While recent press reports talk about the growth of Internet Radio and the increasing presence of terrestrial radio companies on the net, the amount of the music royalties that will have to be paid by Internet radio companies for the 2006-2010 period remains unresolved. The trial phase of the proceeding to set the rates, held before the Copyright Royalty Board, is now completed, and the upcoming decision of the Board may have a profound impact on the economics of the Internet radio industry. Final briefs in the case were filed with the Board in December, and an oral argument was held on Thursday, December 21. With the completion of the argument, the decision is now in the Board's hands, and the amount of the royalties for the use of the sound recordings will be decided by the Board on or before March 4.
In the on-line world, and in most digital communications channels other than over-the-air digital broadcasts, a royalty for the use of the "sound recording" (the actual recording made by a particular artist) must be paid in addition to the royalty for the use of the composition (i.e. the underlying words and music) that is paid to ASCAP, BMI and SESAC. Our summary of the royalty rates that Internet radio stations should currently be paying can be found on our firm's website, here. As we make clear in that memo, the rates that are currently being paid expired at the end of 2005, so the rates that are adopted in the current proceeding will be retroactive to January 1, 2006.
The proceeding to determine the new rates has been underway for more than a year. Written cases were filed by the parties in October 2005. Discovery, including depositions and document discovery, took place in the early part of 2006. A trial began in May and lasted through the first week in August, with a rebuttal phase that ended the week after Thanksgiving.
The Copyright Royalty Judges will be left with a choice between two vastly different positions.

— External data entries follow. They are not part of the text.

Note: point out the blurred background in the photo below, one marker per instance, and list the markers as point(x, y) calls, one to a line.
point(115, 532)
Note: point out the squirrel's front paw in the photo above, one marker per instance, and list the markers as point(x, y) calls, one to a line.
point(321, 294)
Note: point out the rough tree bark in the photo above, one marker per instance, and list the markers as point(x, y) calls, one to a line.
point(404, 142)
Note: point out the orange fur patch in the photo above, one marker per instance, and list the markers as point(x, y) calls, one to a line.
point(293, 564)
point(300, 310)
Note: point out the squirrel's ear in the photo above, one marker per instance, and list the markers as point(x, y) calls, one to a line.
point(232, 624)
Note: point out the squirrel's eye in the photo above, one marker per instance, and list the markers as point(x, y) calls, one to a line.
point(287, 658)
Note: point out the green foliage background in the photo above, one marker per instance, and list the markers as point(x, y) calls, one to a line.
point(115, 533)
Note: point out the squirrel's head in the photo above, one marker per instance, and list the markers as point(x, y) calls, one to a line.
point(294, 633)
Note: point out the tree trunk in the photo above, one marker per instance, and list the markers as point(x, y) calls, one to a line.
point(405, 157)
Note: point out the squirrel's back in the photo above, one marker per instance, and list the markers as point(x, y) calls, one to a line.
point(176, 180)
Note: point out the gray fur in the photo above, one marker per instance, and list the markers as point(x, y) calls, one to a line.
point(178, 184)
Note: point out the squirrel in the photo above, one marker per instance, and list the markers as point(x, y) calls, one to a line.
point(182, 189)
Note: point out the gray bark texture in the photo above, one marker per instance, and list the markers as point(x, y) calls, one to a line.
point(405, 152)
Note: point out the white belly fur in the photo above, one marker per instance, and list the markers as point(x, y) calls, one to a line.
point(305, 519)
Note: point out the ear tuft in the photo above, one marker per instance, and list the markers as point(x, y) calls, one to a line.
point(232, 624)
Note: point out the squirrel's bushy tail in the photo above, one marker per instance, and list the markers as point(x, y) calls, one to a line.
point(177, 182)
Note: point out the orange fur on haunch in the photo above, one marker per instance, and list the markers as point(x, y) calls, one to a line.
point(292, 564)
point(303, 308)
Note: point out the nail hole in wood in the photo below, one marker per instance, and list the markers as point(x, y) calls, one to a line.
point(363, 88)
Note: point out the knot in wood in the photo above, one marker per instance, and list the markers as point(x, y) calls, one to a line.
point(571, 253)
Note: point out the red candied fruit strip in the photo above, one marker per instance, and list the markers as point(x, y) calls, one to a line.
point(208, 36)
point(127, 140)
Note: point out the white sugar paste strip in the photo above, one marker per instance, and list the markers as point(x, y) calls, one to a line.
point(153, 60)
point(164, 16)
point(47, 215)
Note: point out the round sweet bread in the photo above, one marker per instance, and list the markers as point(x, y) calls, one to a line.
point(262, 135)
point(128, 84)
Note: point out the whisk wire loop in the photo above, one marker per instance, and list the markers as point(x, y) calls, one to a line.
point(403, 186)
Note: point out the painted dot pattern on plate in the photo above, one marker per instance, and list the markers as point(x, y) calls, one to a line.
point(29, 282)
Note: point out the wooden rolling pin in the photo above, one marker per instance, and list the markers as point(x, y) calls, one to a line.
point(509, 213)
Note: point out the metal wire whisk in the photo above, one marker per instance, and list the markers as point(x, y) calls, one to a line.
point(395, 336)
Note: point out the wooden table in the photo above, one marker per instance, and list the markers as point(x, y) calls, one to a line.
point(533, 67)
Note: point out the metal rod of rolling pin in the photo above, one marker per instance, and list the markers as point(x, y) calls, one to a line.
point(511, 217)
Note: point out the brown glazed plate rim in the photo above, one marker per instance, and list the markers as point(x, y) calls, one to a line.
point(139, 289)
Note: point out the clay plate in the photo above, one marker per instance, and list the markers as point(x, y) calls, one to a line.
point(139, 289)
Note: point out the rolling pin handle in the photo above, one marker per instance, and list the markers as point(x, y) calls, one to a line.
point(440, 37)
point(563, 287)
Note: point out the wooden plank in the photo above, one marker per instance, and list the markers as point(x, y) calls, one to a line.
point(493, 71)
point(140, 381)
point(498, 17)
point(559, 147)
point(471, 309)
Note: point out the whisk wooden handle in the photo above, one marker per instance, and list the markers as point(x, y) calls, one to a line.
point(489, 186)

The Recording Industry (represented by its collective SoundExchange) has suggested that the rates essentially triple, to a rate that would be the higher of 30% of gross revenue or a per song rate that would grow over the 5 year royalty period from .08 cents per song per listener to .19 cents per song per listener (plus a CPI increase). SoundExchange has also suggested a 25% surcharge for performances which are received by a wireless receiver. Essentially, SoundExchange argued that Internet Radio confers little promotional benefit to most performers, and that there was a large risk of "stream ripping" which would result in lessened sales of CDs and legal downloads. Moreover, the Recording Industry argued that the economics of webcasting are improving and that this higher royalty should be able to be paid by an "efficient" webcaster. In their proposal, no distinction is made between large or small webcasters, or between commercial and noncommercial entities.
Seven different groups of webcasters participated in the proceeding. Four represent noncommercial interests (NPR, the National Religious Broadcasters Noncommercial Licensing Committee, and two groups of college broadcasters). Three groups of commercial webcasters also participated - one representing the large commercial webcasters (including AOL and Yahoo), one representing broadcasters who stream their over-the-air signal on the Internet, and a third group representing "small commercial webcasters" (independent webcasting companies such as AccuRadio, RadioIO and Digitally imported Radio). I represented the last group in this proceeding.
Each of the webcasting groups asked for a royalty that was similar in amount to what they pay to ASCAP, BMI and SESAC for the right to stream music on the Internet, reasoning that the sound recording and the musical composition have equal value to the webcaster as, without both rights, a song cannot legally be played on a webcaster's station. The services all took issue with the Recording Industry's contention that there was little promotional benefit from webcasting. All argued that the current rate was already too high given the current economics of webcasting, and that the rate proposed by the SoundExchange would put the services out of business. This was especially true for the small commercial webcasters and the noncommercial entities, which currently pay at rates different (and almost always far lower) than the standard rate, as these entities have been covered by rates negotiated pursuant to the Congressionally-enacted Small Webcasters Settlement Act.
The Board will have to reconcile these starkly contrasting views of the webcasting industry and come up with a rate that represents the rate required by statute - the one that "a willing buyer and willing seller" would agree to in a marketplace transaction. In the next two months, we will know where the future of the Internet radio industry lies.